Comparison of Attitudes
An outside study examined student attitudes towards mathematics, comparing 182 first-year IMP students with 217 algebra I students from the same or comparable schools (Clarke, Wallbridge, and Fraser, 1996). The study found that students who participated in the IMP program appeared to be more confident than their peers in conventional classes; to subscribe to a view of mathematics as having arisen to meet the needs of society, rather than as a set of arbitrary rules; to value communication in mathematics learning more highly than students in conventional classes; and to be more likely than their conventionally-taught peers to see a mathematical element in everyday activity.
Comparing Performance After Secondary School
When IMP was first conceived, it was felt that students who had had four years of IMP should be followed after high school, whether they went on to college or directly to the work force. It was hoped that their performance could be compared to that of students who had gone through a traditional mathematics program. Therefore, random samples were taken of IMP and non-IMP students graduating in 1994 from the first four high schools using the fourth-year curriculum.

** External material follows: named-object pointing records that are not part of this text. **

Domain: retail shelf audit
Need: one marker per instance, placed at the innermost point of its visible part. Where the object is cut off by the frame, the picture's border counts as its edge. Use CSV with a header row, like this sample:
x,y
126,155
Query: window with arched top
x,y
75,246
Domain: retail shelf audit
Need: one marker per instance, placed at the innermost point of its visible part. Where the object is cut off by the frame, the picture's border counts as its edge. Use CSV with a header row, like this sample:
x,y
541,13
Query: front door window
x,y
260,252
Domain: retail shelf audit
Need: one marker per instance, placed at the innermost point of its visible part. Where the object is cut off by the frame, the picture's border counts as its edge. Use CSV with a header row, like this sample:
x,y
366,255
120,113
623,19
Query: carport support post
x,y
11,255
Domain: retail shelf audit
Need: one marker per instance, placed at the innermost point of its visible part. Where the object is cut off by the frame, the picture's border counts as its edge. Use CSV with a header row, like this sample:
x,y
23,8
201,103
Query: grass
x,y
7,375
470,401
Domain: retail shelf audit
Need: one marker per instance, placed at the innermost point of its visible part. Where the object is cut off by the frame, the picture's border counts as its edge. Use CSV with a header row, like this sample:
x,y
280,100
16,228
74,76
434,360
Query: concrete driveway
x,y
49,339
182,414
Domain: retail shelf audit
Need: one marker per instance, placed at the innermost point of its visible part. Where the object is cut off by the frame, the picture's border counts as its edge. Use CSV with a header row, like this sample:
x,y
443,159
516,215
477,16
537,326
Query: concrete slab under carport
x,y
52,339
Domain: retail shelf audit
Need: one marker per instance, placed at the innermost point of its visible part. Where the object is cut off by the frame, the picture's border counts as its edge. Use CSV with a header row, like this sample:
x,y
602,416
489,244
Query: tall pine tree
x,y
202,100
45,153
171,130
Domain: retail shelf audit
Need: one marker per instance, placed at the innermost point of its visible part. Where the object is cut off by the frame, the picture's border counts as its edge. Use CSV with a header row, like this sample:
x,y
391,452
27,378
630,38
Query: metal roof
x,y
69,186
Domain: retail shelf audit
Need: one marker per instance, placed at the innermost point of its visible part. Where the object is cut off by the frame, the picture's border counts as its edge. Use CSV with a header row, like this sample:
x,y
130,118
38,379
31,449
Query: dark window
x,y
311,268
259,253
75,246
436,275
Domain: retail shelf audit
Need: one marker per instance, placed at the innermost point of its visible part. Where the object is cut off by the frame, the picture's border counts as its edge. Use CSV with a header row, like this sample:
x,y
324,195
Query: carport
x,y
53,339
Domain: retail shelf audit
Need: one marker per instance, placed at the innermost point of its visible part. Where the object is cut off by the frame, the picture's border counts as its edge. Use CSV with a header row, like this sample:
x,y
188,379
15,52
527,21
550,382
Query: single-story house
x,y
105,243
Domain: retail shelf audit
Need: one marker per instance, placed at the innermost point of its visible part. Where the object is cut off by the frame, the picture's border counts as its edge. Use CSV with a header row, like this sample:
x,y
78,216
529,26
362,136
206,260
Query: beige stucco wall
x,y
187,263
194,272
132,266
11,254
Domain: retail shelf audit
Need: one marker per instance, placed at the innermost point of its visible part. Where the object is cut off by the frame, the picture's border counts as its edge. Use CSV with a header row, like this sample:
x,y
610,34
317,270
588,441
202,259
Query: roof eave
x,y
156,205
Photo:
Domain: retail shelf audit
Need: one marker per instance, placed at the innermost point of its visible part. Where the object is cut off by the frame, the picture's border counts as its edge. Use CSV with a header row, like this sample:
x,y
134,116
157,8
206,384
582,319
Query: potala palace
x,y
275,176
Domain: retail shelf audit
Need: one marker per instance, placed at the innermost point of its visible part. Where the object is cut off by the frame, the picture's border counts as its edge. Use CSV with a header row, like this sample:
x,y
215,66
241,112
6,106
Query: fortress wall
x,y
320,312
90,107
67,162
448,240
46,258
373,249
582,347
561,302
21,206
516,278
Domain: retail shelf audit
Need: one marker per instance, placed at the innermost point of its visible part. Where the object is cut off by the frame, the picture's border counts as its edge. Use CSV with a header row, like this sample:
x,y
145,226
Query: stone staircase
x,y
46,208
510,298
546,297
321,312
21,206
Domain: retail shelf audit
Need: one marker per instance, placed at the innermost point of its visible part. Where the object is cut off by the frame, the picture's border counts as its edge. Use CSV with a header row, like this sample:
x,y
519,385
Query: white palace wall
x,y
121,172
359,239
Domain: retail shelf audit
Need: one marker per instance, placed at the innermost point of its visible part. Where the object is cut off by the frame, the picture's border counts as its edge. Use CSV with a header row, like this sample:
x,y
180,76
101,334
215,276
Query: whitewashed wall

About 200 of these students were interviewed during Spring 1994. However, these students no longer represented a random sample since not all students selected agreed to participate. In the non-IMP group there was an over representation from the suburban high school (59%) and an under representation from the inner-city high school (17%). In addition, a disproportionate number of respondents (27%) had been accelerated into geometry as 9th graders. None of the IMP students were from that accelerated group when they entered high school. Given the profile of the non-IMP students responding, that group could not be used as a valid control group to measure achievement in college.